I am pretty soft about this whole being cold thing, and I was still freezing even though we were climbing. It was time to pick up the pace and try to warm up! Plus, I figured now was the time to have some fun. I really enjoy climbing and went to the front to start driving the pace. When I stood, my legs felt like lead and my feet seemed as if they were missing. Women were holding strong to my wheel, so I couldn’t see if we were dropping much of the group. As we started to come over the top, it was refreshing to at least hear some heavy breathing and a quick analysis of the situation showed we were down to a group of five.

As a cross racer who is used to going it alone, it was cool to see how quickly our breakaway group got organized with a paceline. Communication was there, pulls were quick, and we were starting to open up and solidify a gap. The group continued to ride together, taking turns at the front for the remainder of the lap. An added bonus was the friendliness of the group. I’ve been in enough road races where someone in the paceline is barking less than constructive criticism at a racing companion, but this crew just seemed to be having a great time putting down some watts and riding together. If you’ve chatted with me, you probably know I embrace a positive atmosphere, and the breakaway was sharing the same vibes. 

As we descended to start our third and final lap, I started to think tactically. Not surprisingly, when you haven’t done a road race in eleven months, tactics are not something that come to mind quickly. The group was made up of strong climbers and my legs were feeling cold and heavy. I’m not sure if everyone was in the same boat or not, but all accelerations on the final Tiorati climb seemed like half hearted attack attempts. We either couldn’t commit to the big watts needed to create a gap or just didn’t want to. Everyone continued to ride well together and I found myself trying to plan a time near the end to get away. I won the Cat 4 Bear Mountain race in 2015 with a jump on the final climb to open up a gap before the downhill finish. It seemed like a great idea, but I had some feelings of insecurity about whether or not I could pull it off in my current company. I found myself wanting a podium result, and therefore played it safe and stuck it out until the sprint. Cat and mouse started on the final climb and I tried to stay off the front (thanks to the crazy strong triathlete in the field for pulling us all the way up) and started marking a wheel. It has been so long since I was in a sprint finish that I was unsure of where and when to start the sprint. I decided to follow wheels and as we all wound it up on the downhill towards the finish line, I tried to give it a kick but was outmatched and couldn’t contend with first and second. 
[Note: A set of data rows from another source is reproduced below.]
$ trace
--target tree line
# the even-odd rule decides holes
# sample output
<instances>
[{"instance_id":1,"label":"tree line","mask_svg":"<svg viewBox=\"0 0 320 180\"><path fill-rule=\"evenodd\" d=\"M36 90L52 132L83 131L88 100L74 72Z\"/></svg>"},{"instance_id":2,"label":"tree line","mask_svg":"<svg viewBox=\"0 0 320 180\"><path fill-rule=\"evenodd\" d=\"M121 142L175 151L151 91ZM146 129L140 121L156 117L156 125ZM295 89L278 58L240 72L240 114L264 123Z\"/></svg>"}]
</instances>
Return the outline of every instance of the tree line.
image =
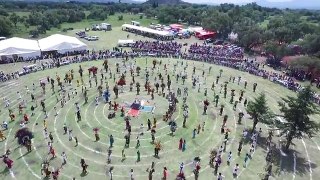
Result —
<instances>
[{"instance_id":1,"label":"tree line","mask_svg":"<svg viewBox=\"0 0 320 180\"><path fill-rule=\"evenodd\" d=\"M31 12L19 16L12 12ZM45 33L61 23L80 22L84 19L105 20L116 12L145 13L149 18L157 17L163 24L187 23L200 25L218 33L226 39L231 32L238 34L235 42L251 52L264 49L279 61L292 51L287 45L296 44L302 52L320 57L320 11L290 10L261 7L256 3L244 6L221 4L219 6L181 4L126 4L126 3L61 3L61 2L0 2L0 35L10 36L17 23L36 27Z\"/></svg>"}]
</instances>

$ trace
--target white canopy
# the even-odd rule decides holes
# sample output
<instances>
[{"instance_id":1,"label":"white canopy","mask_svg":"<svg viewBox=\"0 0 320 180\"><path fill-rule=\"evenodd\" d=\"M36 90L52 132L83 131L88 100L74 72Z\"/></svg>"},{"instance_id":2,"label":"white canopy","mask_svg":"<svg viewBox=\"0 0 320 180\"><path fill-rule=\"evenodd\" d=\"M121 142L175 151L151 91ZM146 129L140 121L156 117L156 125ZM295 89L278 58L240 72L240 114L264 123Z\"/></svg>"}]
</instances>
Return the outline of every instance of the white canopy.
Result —
<instances>
[{"instance_id":1,"label":"white canopy","mask_svg":"<svg viewBox=\"0 0 320 180\"><path fill-rule=\"evenodd\" d=\"M122 39L119 39L118 40L118 44L134 44L135 42L134 42L134 40L132 40L132 39L126 39L126 40L122 40Z\"/></svg>"},{"instance_id":2,"label":"white canopy","mask_svg":"<svg viewBox=\"0 0 320 180\"><path fill-rule=\"evenodd\" d=\"M58 51L65 53L68 51L86 50L88 46L79 39L61 34L54 34L39 40L41 51Z\"/></svg>"},{"instance_id":3,"label":"white canopy","mask_svg":"<svg viewBox=\"0 0 320 180\"><path fill-rule=\"evenodd\" d=\"M124 24L124 25L122 25L122 27L128 28L128 29L134 29L134 30L138 30L138 31L142 31L142 32L147 32L147 33L155 34L155 35L159 35L159 36L171 36L170 32L168 32L168 31L158 31L155 29L141 27L141 26L135 26L135 25L131 25L131 24Z\"/></svg>"},{"instance_id":4,"label":"white canopy","mask_svg":"<svg viewBox=\"0 0 320 180\"><path fill-rule=\"evenodd\" d=\"M0 56L17 55L19 57L40 56L40 49L36 40L13 37L0 41Z\"/></svg>"}]
</instances>

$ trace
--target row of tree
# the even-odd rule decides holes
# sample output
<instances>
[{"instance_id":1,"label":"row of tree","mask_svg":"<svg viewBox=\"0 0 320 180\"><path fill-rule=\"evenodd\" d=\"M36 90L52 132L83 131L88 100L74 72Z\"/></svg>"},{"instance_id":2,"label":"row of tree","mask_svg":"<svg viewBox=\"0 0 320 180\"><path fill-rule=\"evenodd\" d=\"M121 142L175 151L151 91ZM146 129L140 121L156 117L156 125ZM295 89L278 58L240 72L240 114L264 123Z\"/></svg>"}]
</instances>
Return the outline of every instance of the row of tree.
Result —
<instances>
[{"instance_id":1,"label":"row of tree","mask_svg":"<svg viewBox=\"0 0 320 180\"><path fill-rule=\"evenodd\" d=\"M11 12L31 12L28 16L18 16ZM87 16L85 14L87 13ZM61 23L79 22L84 19L105 20L109 15L121 13L145 13L147 17L157 17L160 23L183 22L189 25L201 25L218 32L218 37L225 39L231 32L238 34L238 45L251 51L262 47L267 54L275 56L277 61L293 52L288 44L298 44L303 52L320 57L320 26L317 18L319 11L280 10L266 8L256 3L238 6L221 4L206 5L153 5L125 3L26 3L0 2L0 34L9 36L16 30L18 23L26 27L35 26L45 33ZM14 28L15 27L15 28ZM301 41L302 39L302 41ZM270 48L271 47L271 48ZM285 53L284 53L285 52Z\"/></svg>"}]
</instances>

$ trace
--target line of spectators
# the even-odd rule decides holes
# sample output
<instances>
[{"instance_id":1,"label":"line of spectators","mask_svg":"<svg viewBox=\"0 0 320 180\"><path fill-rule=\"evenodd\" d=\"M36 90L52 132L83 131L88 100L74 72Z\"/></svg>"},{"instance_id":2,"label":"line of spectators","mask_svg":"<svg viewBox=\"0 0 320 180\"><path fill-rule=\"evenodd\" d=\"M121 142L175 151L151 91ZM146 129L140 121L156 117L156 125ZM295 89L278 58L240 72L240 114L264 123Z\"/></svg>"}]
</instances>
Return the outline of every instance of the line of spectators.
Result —
<instances>
[{"instance_id":1,"label":"line of spectators","mask_svg":"<svg viewBox=\"0 0 320 180\"><path fill-rule=\"evenodd\" d=\"M182 44L175 41L160 42L160 41L137 41L131 49L133 52L142 52L163 56L165 54L179 56L181 54Z\"/></svg>"}]
</instances>

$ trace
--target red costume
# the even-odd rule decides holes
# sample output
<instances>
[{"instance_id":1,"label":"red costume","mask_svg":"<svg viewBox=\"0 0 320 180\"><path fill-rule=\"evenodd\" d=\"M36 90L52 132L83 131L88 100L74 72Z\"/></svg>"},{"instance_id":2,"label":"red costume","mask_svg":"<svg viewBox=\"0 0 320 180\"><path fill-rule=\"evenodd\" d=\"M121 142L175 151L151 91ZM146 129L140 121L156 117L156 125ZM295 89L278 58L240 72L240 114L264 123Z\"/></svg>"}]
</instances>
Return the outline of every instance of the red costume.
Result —
<instances>
[{"instance_id":1,"label":"red costume","mask_svg":"<svg viewBox=\"0 0 320 180\"><path fill-rule=\"evenodd\" d=\"M13 161L12 161L11 159L9 159L8 157L5 157L5 158L3 158L3 162L7 165L7 167L8 167L9 169L12 168Z\"/></svg>"},{"instance_id":2,"label":"red costume","mask_svg":"<svg viewBox=\"0 0 320 180\"><path fill-rule=\"evenodd\" d=\"M117 104L116 102L113 103L113 110L114 111L118 111L118 106L119 104Z\"/></svg>"},{"instance_id":3,"label":"red costume","mask_svg":"<svg viewBox=\"0 0 320 180\"><path fill-rule=\"evenodd\" d=\"M56 152L53 149L53 147L50 148L50 153L51 153L52 157L56 157Z\"/></svg>"},{"instance_id":4,"label":"red costume","mask_svg":"<svg viewBox=\"0 0 320 180\"><path fill-rule=\"evenodd\" d=\"M27 116L27 114L24 114L23 119L26 123L28 123L29 121L29 117Z\"/></svg>"}]
</instances>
Rolling in for third, it felt great to be racing again. Unlike a cross race where I can pretty much say after every race that I gave it my absolute all, road leaves you wondering about where and when you went hard. Should I have attacked? Did I start my sprint soon enough? Then you remember that it was a great time and that you need to get out of your wet clothes, and everything quickly moves forward. 

Thanks to the CRCA and the awesome women racing, I may have caught a little bit of the road bug. I don’t plan on becoming a true roadie any time soon (I will continue racing in my muddy mountain bike shoes), but more CRCA events will be on my summer calendar. I may or may not have come straight back to the shop to check BikeReg and start planning a bit of a racing calendar. See you at the Dave Jordan Central Park Classic!